Here are the readings/videos I assign when I teach about AI risks to my undergraduates at Smith College:
https://mindstalk.net/vinge/vinge-sing.html
https://iopscience.iop.org/article/10.1088/0031-8949/90/1/018001
Olle Häggstöm had three two hour lectures on AI Safety earlier this spring. Original description was
This six-hour lecture series will treat basics and recent developments in AI risk and long-term AI safety. The lectures are meant to be of interest to Ph.D. students and researchers in AI-related fields, but no particular prerequisites will be assumed.
Lecture 1, Lecture 2 and Lecture 3. Perhaps you can find something there, I expect he would be happy to help if you reach out to him.
any chance you have contact with the people who uploaded that? I suspect the reason I hadn't seen it is that it is marked for being for kids. because of that I can't add it to a playlist. I'm also going to attempt to contact them directly about this.
I have a framing of AI risks scenarios that I think is more general and more powerful than most available online, and that might be a good frame before going into examples. It's not posted yet (I'm finishing the sequence now) but I could sent somethings to you if you're interested. ;)
I would love to add the YouTube video of this class to my database of safety relevant videos once it's out.

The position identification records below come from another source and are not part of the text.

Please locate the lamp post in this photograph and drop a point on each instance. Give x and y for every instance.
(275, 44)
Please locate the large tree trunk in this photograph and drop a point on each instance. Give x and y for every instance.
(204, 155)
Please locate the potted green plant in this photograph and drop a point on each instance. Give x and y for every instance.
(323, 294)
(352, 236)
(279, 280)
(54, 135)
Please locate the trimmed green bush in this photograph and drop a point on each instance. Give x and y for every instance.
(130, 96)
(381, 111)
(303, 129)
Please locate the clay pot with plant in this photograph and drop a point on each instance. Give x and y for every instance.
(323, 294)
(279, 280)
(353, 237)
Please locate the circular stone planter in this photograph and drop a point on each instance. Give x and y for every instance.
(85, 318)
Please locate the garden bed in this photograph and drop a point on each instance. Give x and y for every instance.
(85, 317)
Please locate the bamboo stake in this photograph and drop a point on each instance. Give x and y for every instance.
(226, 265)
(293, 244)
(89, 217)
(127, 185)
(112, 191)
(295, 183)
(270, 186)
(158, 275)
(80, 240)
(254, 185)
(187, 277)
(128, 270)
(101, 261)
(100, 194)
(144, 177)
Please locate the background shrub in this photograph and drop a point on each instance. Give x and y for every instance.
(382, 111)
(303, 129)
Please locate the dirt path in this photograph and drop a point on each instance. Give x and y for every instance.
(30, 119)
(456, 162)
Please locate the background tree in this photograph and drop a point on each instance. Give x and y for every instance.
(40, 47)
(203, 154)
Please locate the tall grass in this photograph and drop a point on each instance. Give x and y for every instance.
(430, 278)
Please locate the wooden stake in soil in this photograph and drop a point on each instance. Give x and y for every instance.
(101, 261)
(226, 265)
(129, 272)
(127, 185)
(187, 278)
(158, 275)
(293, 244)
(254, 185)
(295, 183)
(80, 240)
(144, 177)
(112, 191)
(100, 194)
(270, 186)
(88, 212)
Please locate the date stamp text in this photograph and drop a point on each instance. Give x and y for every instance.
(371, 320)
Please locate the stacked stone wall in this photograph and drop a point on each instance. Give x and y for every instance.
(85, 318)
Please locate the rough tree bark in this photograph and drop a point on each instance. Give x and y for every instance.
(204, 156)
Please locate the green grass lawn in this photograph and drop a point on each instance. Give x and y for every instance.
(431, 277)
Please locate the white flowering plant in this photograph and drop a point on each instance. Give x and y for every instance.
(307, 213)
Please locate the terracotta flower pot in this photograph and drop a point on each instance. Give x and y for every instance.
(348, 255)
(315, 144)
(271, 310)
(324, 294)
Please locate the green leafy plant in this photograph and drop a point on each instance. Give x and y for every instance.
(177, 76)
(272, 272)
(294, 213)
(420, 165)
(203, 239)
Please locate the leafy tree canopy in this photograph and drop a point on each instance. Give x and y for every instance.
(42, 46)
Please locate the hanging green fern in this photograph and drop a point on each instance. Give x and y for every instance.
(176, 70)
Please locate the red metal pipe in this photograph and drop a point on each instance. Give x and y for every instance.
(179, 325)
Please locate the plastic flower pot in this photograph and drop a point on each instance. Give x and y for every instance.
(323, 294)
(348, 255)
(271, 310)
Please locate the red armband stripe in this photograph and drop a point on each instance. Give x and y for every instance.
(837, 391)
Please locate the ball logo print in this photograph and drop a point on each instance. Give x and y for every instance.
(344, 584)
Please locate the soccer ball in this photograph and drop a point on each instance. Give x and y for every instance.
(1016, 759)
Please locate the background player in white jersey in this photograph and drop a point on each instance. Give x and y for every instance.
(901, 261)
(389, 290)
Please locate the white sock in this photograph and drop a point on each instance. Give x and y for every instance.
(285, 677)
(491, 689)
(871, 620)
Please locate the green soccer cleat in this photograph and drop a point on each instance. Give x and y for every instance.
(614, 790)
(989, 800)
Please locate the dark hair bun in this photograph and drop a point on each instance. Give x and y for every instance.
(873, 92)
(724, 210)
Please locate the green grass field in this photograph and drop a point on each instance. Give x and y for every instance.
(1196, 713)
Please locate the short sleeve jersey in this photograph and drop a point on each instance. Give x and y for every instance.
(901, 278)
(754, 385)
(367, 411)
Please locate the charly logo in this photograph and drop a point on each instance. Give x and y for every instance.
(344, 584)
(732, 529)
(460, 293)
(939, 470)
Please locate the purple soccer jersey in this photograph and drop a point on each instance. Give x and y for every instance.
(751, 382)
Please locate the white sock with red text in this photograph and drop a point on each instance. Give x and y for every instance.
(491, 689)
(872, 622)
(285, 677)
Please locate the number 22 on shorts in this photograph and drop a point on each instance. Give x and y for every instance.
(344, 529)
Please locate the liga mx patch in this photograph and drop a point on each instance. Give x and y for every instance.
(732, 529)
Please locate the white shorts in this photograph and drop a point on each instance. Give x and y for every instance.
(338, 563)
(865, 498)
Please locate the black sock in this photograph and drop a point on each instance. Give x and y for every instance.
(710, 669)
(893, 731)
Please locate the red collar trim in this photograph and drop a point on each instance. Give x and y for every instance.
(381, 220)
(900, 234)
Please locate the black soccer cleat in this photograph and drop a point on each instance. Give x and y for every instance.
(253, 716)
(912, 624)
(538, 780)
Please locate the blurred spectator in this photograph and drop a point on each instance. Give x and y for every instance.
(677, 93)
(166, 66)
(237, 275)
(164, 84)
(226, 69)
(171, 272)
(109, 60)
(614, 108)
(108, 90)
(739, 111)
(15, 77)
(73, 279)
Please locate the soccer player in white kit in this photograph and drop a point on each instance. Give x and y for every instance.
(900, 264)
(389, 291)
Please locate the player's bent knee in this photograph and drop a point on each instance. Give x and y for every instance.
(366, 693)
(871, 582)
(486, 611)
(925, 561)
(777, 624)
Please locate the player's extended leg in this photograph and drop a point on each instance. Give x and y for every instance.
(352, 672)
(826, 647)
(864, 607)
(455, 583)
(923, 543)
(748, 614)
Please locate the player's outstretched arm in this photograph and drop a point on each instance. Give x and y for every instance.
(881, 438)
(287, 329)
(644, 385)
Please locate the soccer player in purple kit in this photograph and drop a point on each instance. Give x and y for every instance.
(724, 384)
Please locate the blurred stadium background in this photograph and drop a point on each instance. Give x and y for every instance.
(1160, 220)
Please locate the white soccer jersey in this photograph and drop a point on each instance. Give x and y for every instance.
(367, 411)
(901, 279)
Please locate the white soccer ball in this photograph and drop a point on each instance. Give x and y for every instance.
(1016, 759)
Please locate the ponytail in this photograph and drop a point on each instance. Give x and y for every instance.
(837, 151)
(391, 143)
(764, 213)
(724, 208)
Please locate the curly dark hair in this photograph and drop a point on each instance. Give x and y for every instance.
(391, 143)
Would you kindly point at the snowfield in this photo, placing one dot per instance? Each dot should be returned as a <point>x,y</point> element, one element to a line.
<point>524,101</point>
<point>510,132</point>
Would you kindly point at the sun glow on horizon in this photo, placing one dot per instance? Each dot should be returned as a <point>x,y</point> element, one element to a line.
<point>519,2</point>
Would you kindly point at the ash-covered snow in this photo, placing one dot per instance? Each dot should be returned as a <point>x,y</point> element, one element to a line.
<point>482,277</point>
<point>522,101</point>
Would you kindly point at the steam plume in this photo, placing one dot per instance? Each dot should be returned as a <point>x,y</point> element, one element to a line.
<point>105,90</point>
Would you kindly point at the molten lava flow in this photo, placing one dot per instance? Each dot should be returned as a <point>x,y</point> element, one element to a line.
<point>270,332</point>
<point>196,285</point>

copy and pasting channel reviews I wrote originally in my short form - this is too much content to include in a single talk, but I share it in the hope that it will be useful to make the link and perhaps the students would like to see this question itself and discussion around it (I'm a big fan of old fashioned linkweb surfing):
- CPAIOR has a number of interesting videos on formal verification, how it works, and some that apply it to machine learning, eg "Safety in AI Systems - SMT-Based Verification of Deep Neural Networks"; "Formal Reasoning Methods in Machine Learning Explainability"; "Reasoning About the Probabilistic Behavior of Classifiers"; "Certified Artificial Intelligence"; "Explaining Machine Learning Predictions"; a few others. https://www.youtube.com/channel/UCUBpU4mSYdIn-QzhORFHcHQ/videos
the Schwartz Reisman Institute is a multi-agent safety discussion group, one of the very best ai safety sources I've seen anywhere. a few interesting videos include, for example: "An antidote to Universal Darwinism" - https://www.youtube.com/watch?v=ENpdhwYoF5g
as well as this kickass video on "whose intelligence, whose ethics" https://www.youtube.com/watch?v=ReSbgRSJ4WY
The simons institute for theoretical computer science at UC Berkeley is a contender for my #1 recommendation from this whole list. Banger talk after banger talk after banger talk there. Several recent workshops with kickass ai safety focus. https://www.youtube.com/user/SimonsInstitute
A notable recent workshop is "learning in the presence of strategic behavior": https://www.youtube.com/watch?v=6Uq1VeB4h3w&list=PLgKuh-lKre101UQlQu5mKDjXDmH7uQ_4T
another fun one is "learning and games": https://www.youtube.com/watch?v=hkh23K3-EKw&list=PLgKuh-lKre13FSdUuEerIxW9zgzsa9GK9
they have a number of "boot camp" lessons that appear to be meant for an interdisciplinary advanced audience as well. the current focus of talks is on causality and games, and they also have some banger talks on "how not to run a forecasting competition", "the invisible hand of prediction", "communicating with anecdotes", "the challenge of understanding what users want", and my personal favorite due to its fundamental reframing of what game theory even is, "in praise of game dynamics": https://www.youtube.com/watch?v=lCDy7XcZsSI
In general I have a higher error rate than some folks on less wrong and my recommendations should be considered weaker and more exploratory. but here you go, those are my exploratory recommendations, and I have lots and lots more suggestions for more capability focused stuff on my short form.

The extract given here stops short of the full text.